Wilfrid Israel played a role in the Kindertransport, the rescue of ten thousand German Jewish children after the Kristallnacht pogrom of November 1938. By this time, most of the Jewish leadership had been arrested, and Israel took over the running of the Hilfsverein, the German Jewish welfare and emigration organisation established at the turn of the century. He urged the rescue of children without parents to the Anglo Jewish leadership, which organised a deputation to the British prime minister; but in the aftermath of the pogrom, no Anglo Jew was prepared to visit Germany, and the British government was initially dubious about the willingness of parents to part with their children. But a Quaker delegation, all of whose members had previously worked with Wilfrid Israel on relief matters (a link going back to the post World War I era) was sent out, and directed by Israel and, together with the German women's organisation the Frauenbund, met with the parents and provided the British government with the necessary reassurance.
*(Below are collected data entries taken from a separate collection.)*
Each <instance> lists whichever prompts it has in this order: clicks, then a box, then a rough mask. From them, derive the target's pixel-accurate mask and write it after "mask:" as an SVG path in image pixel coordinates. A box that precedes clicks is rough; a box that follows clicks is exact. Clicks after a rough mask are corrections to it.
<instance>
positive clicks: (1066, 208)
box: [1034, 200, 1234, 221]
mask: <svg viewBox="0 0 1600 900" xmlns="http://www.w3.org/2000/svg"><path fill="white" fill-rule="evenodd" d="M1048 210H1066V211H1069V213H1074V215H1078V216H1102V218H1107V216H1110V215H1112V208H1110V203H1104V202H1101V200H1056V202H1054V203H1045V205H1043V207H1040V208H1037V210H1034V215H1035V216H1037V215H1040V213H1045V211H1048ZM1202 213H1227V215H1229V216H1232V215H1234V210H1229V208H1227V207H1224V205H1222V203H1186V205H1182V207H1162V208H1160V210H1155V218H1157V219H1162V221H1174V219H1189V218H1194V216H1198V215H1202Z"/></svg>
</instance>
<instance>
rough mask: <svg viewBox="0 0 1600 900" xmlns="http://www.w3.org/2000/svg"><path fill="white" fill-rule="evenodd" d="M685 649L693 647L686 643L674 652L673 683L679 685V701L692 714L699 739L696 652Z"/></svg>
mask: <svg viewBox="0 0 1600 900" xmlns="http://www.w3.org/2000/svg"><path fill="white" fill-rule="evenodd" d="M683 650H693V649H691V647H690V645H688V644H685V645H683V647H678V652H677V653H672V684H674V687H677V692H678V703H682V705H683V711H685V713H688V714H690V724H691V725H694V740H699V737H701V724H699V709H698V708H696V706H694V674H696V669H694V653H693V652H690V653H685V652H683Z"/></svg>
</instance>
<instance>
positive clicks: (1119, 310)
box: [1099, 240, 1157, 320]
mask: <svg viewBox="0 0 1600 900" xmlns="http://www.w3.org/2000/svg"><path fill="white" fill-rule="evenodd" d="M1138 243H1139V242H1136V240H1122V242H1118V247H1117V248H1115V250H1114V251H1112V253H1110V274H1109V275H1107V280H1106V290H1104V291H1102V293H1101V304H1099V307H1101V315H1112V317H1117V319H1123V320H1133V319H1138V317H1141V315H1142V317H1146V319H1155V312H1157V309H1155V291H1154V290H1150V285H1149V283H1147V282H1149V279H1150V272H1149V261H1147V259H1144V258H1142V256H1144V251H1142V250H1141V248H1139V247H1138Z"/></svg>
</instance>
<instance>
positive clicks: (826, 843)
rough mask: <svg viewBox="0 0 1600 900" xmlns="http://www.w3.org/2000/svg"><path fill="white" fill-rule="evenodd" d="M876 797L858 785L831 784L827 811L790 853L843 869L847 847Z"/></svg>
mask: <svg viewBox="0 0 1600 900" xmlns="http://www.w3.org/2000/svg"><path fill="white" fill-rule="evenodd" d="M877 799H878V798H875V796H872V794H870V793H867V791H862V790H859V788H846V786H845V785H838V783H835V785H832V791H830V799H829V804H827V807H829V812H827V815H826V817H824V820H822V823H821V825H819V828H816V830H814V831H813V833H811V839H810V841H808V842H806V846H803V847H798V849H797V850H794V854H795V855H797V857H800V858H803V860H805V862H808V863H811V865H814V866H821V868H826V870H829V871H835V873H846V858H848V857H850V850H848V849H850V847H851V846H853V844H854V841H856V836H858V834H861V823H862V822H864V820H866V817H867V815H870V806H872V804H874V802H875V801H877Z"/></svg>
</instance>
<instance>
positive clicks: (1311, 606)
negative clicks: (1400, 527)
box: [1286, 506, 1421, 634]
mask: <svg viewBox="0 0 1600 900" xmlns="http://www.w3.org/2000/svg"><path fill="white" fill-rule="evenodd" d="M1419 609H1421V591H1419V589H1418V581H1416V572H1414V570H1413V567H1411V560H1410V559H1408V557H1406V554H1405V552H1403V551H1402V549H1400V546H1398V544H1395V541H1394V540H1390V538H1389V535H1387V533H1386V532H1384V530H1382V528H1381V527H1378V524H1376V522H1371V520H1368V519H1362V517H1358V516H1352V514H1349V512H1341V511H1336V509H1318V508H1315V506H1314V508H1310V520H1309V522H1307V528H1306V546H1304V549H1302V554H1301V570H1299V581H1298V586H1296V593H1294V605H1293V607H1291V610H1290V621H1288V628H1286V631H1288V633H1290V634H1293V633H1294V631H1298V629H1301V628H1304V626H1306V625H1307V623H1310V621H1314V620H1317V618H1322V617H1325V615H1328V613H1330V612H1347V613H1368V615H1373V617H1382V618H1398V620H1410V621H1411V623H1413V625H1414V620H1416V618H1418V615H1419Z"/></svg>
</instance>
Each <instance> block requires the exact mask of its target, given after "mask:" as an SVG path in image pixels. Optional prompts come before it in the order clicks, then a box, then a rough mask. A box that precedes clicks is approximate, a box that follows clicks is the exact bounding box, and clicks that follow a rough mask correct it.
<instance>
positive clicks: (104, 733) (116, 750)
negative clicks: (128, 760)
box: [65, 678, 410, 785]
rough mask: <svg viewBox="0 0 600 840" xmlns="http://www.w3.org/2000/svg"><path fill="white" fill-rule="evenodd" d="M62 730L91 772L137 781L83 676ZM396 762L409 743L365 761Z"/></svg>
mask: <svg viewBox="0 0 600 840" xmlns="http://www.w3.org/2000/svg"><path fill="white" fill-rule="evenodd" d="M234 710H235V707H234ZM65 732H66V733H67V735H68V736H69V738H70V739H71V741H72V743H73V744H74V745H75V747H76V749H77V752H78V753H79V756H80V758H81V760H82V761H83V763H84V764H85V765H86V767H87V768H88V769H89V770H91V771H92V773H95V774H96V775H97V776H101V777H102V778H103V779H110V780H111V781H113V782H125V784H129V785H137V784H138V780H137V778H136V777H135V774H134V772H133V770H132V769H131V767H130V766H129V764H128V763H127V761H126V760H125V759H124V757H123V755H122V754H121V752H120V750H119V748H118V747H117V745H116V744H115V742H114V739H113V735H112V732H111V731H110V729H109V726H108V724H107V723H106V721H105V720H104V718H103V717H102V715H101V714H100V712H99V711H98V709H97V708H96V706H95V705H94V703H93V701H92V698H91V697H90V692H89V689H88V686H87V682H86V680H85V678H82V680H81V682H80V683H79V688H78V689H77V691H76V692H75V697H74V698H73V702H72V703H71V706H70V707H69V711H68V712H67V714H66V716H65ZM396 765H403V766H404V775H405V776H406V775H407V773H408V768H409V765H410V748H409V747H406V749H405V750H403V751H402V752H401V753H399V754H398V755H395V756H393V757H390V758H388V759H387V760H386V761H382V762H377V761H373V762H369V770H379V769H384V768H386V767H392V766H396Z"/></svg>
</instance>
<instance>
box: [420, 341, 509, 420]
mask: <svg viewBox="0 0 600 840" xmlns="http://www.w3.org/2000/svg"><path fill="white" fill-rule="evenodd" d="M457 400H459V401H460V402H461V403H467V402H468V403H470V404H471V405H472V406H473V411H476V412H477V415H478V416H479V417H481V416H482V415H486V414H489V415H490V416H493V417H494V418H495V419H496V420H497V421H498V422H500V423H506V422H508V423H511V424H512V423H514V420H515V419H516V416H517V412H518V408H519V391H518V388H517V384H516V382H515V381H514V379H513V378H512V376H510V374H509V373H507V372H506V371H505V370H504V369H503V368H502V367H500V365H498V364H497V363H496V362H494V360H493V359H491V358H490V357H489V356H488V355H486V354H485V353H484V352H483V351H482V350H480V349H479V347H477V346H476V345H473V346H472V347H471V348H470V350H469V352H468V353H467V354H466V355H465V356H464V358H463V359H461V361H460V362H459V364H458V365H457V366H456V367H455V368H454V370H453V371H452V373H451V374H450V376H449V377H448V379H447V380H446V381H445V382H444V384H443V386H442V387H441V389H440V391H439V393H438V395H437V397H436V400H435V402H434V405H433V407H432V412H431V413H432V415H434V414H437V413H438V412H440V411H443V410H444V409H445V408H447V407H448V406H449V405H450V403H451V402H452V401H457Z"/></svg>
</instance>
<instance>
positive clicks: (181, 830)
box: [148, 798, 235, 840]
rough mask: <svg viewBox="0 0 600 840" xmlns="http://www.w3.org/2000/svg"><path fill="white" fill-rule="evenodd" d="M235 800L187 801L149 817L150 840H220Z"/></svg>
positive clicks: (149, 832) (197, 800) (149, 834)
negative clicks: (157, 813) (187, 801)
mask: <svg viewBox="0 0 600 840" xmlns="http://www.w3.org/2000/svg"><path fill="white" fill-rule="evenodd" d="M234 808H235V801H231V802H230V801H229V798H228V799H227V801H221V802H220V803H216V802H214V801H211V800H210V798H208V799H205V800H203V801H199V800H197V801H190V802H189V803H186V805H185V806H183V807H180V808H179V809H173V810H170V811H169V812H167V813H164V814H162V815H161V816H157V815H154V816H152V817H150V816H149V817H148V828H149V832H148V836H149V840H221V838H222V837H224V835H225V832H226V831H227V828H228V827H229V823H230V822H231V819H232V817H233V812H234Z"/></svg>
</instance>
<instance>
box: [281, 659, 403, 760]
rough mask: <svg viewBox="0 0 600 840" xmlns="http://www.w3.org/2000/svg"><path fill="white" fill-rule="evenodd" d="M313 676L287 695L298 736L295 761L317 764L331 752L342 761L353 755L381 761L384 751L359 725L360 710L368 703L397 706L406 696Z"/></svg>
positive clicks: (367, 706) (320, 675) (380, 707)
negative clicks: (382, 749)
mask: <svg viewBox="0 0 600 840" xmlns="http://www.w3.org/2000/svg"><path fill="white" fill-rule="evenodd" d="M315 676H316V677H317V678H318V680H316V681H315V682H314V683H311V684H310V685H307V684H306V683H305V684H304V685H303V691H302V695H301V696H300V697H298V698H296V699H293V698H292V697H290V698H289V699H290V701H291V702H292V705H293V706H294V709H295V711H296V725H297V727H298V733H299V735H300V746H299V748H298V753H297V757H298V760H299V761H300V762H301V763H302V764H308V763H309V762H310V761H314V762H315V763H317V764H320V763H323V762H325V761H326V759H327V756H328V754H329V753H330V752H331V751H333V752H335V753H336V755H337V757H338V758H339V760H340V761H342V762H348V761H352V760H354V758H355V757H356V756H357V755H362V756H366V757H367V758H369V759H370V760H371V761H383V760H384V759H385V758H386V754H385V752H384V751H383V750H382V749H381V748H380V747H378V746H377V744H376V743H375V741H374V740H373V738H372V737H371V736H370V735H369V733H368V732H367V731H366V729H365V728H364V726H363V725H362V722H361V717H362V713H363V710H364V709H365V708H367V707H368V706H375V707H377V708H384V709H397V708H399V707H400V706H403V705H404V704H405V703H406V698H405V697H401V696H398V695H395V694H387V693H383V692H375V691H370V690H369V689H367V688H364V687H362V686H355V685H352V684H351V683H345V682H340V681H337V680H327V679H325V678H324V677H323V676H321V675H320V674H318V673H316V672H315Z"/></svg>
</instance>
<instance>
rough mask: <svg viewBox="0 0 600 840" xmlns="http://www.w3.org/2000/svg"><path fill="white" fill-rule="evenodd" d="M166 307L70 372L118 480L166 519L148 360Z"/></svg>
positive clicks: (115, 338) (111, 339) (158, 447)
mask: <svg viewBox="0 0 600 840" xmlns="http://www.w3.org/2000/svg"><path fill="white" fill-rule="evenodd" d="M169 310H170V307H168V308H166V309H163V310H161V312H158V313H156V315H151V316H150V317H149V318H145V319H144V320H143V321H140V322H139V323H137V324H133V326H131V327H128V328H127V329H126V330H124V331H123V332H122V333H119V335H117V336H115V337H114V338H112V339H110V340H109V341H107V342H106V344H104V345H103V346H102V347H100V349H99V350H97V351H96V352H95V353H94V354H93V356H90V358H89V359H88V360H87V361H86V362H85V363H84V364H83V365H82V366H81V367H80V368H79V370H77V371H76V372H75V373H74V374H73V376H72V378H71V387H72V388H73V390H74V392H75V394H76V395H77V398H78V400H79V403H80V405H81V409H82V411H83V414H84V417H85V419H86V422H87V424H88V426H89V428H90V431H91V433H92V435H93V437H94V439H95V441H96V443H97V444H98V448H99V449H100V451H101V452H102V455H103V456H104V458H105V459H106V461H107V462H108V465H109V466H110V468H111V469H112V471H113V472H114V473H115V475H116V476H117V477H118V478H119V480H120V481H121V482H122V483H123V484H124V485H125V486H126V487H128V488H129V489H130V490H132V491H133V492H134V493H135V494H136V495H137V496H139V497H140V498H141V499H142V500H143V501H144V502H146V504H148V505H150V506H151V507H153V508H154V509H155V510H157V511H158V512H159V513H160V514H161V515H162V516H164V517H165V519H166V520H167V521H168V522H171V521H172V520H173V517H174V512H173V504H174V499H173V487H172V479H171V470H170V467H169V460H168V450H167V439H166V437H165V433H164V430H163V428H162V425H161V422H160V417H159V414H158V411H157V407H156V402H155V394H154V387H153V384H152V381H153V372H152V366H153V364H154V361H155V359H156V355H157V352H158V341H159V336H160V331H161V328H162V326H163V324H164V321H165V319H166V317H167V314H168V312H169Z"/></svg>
The Israel firm, the largest department store in Berlin, was first vandalised, then taken over by the Nazis, after a forced sale at a fraction of its worth, and Wilfrid Israel left Germany, but returned on the eve of war to organise the despatch of the last contingent of children, only leaving when warned that his arrest was imminent. An example of Wilfred Israel's foresight and compassion is that he arranged to give money and other support to many employees of the Israel firm to aid them to flee the country, many ultimately to America 〔Private Communication from one such high-level employee.〕

Settling in London, he first worked with Bloomsbury House, the organisation dealing with German Jewish refugees interned as 'enemy aliens'. In 1941, he became research assistant on Germany to a Royal Institution of International Affairs committee based at Balliol College, Oxford, now working for the Foreign Office, and at the same time advised the Refugee Department of the F.0. on movements of refugees throughout Europe. Among his papers from that period are those dealing with the question of German resistance to Hitler (which he dismissed, despite his friendship with Adam von Trott, one of its members).〔("Guide to the Papers of the Israel Family 1814–1996" ), AR 25140, Leo Baeck Institute, Center for Jewish History, retrieved September 6, 2006.〕
Israel was a descendant on his English mother’s side of the first Chief Rabbi of Britain. Biographers describe him as an elegant, elusive figure most famously inspiring the character ''Bernhard Landauer'' in Christopher Isherwood’s celebrated novel Goodbye to Berlin. He figures prominently in his own right in the autobiographical Christopher and His Kind, by the same author.
He was a friend of Albert Einstein, the philosopher Martin Buber, and Chaim Weizmann, later the first president of the state of Israel. In his post-World War I refugee work, he was in contact with the British Quakers. His Anglo Jewish connections included Herbert Samuel, previously Home Secretary in the British government and leader of the British Liberal Party. These contacts were valuable in his later rescue missions.
Brenda Bailey, daughter of a British Quaker mother and a German Quaker father, wrote: "After Kristallnacht, leadership was again shown by the Jewish businessman Wilfrid Israel, who contacted the Council for German Jewry in London, informing them that extraordinary measures must now be taken to save at least the children".